Scaling to Thousands of Jobs

DataQueue is designed to handle high-volume workloads out of the box. This page covers how to tune your setup for thousands (or more) of concurrent jobs, whether you're using PostgreSQL or Redis.

How Throughput Works

When a processor runs, it follows this cycle:

Claim a batch of ready jobs from the database (atomically, using FOR UPDATE SKIP LOCKED in PostgreSQL or Lua scripts in Redis).
Process up to concurrency jobs in parallel from that batch.
Repeat immediately if the batch was full, or wait pollInterval before checking again.

The theoretical maximum throughput of a single processor instance is:

throughput = batchSize / (avgJobDuration + pollInterval)

For example, with batchSize: 20, concurrency: 10, pollInterval: 2000ms, and jobs averaging 500ms each, a single processor can handle roughly 10 jobs/second (600/minute).

When a full batch is returned, the processor immediately polls again without waiting.
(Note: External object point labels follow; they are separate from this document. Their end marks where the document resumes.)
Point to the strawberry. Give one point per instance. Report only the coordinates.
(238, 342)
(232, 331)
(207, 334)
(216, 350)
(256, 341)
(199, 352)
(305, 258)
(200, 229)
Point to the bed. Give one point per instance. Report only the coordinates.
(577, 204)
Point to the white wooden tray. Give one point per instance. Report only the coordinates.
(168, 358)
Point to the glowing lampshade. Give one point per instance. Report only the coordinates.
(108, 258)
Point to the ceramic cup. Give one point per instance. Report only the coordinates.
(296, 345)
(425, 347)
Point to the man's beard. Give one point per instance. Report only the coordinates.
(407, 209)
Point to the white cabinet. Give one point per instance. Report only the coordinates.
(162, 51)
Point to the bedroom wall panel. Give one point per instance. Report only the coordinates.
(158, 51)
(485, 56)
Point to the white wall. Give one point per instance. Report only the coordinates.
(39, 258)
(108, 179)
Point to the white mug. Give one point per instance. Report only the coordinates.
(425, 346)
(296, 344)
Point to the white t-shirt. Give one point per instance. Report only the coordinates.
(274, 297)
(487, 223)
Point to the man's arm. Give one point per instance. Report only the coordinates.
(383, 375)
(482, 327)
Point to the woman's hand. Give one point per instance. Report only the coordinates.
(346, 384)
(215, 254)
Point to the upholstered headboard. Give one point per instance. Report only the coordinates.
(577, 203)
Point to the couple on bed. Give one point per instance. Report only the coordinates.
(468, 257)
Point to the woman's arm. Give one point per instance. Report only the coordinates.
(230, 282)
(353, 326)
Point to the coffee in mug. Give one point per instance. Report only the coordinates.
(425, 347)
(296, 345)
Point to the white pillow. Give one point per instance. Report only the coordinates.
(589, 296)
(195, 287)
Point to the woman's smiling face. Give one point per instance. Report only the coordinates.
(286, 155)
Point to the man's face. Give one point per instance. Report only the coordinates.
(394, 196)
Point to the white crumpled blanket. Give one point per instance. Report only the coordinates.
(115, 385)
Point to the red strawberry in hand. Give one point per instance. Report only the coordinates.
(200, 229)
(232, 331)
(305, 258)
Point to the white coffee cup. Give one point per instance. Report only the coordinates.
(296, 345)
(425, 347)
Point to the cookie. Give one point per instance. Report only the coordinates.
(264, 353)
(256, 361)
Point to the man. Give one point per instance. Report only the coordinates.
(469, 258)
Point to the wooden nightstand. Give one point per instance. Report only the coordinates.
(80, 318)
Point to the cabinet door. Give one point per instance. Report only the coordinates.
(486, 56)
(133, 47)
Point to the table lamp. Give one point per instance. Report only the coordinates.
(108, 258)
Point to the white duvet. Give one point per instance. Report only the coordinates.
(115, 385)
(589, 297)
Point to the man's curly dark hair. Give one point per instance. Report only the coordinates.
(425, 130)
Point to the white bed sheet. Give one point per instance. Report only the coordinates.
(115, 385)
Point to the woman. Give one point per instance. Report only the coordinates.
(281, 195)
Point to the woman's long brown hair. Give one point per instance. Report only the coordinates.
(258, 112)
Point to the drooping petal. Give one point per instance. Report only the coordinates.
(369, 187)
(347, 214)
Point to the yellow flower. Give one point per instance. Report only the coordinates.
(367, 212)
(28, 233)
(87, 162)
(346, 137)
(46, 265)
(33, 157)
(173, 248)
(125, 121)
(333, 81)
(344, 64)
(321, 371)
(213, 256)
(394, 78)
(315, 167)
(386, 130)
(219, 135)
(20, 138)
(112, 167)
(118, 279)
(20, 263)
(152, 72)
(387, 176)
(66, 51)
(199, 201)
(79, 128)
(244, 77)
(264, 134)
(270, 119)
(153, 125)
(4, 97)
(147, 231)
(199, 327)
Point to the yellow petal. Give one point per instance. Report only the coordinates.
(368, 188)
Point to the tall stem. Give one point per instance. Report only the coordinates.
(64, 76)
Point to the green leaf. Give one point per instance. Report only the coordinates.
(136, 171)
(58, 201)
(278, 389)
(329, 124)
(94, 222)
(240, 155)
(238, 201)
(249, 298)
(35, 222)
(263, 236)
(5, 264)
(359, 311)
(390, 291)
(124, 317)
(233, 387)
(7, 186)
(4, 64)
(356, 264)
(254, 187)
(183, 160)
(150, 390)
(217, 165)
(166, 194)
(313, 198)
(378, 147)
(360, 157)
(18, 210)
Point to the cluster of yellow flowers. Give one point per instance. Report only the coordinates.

This means it can drain backlogs much faster than the formula suggests during peak load.

Tuning Processor Settings

Batch Size

batchSize controls how many jobs are claimed per polling cycle.

Environment	Recommended	Why
Serverless (Vercel, Lambda)	1-10	Functions have execution time limits
Long-running server	10-50	Larger batches reduce polling overhead
High-throughput worker	50-100	Maximizes throughput per poll cycle

Concurrency

concurrency controls how many jobs from the batch run in parallel.

CPU-bound jobs (image processing, compression): keep concurrency low (1-4) to avoid CPU saturation.
IO-bound jobs (API calls, email sending): higher concurrency (5-20) works well since jobs spend most time waiting.
Rate-limited APIs: match concurrency to the API's rate limit to avoid throttling.

Poll Interval

pollInterval controls how often the processor checks for new jobs when idle.

1000ms: Low latency, higher database load. Good for real-time workloads.
5000ms (default): Balanced. Good for most use cases.
10000-30000ms: Gentle on the database. Use when latency tolerance is high.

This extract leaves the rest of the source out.